The expected output would a pulse on the PIN. Instead, the code is purely and
simply removed by the optimizer. This is expected since the 2nd statement
"cancels" the 1st one, and the optimizer can see that.
In order to fix this, one should add the "volatile" keyword in the
"digitalWriteFast" macro definition (instead of casting to uint8_t* the cast on
line 134 should be to "volatile uint8_t*). This keyword tells the optimizer
that the referenced variable has a "meaning" outside of the program (i.e. it
can be modified by an external source, or its modifications affect the outside
world). It is a good practice (if not mandatory) to add this keyword to
anything that act as a register.
By the way, the macro _MMIO_BYTE in sfr_defs.h:128 uses volatile : the problem
actually resides in the cast, which removes it.

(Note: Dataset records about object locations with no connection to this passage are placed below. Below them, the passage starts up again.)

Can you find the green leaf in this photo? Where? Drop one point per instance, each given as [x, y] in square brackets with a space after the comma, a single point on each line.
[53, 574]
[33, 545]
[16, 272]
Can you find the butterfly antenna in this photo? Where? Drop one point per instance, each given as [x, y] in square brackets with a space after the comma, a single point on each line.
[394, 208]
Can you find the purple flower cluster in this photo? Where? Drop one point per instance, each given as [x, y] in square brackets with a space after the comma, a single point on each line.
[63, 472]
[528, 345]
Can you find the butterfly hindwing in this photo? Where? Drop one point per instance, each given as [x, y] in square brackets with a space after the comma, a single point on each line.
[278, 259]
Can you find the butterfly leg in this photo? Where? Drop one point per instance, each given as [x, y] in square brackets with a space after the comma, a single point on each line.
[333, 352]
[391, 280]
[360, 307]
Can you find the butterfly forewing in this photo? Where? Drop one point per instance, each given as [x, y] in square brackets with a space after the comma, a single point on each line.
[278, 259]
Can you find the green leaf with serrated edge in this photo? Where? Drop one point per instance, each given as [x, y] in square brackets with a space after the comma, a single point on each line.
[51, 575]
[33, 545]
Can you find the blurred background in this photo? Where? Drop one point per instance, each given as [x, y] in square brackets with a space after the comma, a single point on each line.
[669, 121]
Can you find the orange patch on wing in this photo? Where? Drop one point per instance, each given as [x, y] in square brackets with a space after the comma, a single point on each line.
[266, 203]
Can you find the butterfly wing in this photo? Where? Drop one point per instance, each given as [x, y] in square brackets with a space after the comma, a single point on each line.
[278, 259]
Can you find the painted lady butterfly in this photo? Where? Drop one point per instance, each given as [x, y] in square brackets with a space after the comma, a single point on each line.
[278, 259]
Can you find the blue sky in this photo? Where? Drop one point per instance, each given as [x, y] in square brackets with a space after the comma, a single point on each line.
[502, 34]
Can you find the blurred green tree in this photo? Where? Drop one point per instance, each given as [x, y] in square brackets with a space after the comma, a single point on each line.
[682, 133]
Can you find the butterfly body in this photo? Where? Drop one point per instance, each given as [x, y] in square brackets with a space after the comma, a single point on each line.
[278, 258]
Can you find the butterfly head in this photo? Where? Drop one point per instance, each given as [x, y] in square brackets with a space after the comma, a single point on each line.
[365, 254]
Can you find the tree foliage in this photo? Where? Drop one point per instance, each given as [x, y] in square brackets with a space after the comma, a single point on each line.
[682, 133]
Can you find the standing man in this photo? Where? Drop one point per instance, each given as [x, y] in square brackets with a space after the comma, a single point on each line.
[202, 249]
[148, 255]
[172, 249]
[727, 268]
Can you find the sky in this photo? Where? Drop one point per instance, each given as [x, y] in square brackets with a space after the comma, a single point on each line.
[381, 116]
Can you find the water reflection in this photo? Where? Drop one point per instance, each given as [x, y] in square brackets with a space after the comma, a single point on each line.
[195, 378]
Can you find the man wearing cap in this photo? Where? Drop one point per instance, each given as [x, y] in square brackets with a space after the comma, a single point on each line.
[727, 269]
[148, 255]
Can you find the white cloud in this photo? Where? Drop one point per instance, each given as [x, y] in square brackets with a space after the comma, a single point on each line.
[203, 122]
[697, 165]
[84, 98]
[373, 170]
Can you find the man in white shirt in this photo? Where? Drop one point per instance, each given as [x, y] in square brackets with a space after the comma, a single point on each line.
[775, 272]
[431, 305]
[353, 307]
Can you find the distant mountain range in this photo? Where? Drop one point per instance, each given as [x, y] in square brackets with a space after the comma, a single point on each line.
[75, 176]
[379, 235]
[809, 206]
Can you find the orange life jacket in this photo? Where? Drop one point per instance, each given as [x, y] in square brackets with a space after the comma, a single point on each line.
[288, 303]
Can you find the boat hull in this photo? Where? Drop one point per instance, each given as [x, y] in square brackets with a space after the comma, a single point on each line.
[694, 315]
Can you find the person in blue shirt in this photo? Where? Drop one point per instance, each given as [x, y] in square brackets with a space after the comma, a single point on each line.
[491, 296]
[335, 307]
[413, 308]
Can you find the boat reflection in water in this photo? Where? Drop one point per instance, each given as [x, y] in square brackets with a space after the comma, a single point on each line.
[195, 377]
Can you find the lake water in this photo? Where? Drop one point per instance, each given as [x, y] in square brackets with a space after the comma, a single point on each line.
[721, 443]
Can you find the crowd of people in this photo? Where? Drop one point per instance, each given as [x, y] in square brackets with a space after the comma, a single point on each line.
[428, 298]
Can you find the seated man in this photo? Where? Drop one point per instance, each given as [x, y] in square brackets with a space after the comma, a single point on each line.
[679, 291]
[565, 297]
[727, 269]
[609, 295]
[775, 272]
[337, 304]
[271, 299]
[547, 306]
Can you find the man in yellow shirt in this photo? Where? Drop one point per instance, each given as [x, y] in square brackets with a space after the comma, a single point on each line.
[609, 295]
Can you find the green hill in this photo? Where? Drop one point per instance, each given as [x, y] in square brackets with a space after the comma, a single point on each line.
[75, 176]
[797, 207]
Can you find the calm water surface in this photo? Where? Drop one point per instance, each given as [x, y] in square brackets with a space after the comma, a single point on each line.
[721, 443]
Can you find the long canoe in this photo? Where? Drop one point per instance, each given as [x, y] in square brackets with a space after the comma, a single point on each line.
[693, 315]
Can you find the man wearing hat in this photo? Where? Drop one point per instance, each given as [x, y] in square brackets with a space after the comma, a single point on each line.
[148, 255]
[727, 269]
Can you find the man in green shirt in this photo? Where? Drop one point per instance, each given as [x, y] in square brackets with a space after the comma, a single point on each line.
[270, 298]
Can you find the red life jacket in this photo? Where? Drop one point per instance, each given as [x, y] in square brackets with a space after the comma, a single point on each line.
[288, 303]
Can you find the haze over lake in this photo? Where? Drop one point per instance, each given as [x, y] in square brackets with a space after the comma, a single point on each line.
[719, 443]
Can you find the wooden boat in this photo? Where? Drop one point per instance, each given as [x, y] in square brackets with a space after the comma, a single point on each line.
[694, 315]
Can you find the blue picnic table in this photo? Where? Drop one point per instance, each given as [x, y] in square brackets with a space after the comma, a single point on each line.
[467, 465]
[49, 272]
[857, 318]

The modification was successfully tested.
the fix should be added to the following macros :
-pinModeFast
-digitalWriteFast
-noAnalogWrite
-digitalReadFast (not sure : there is no cast here, so the keyword from
_MMIO_BYTE is not removed)
What version of the product are you using? On what operating system?
avr-gcc (Fedora 4.7.2-1.fc17) 4.7.2
Please provide any additional information below.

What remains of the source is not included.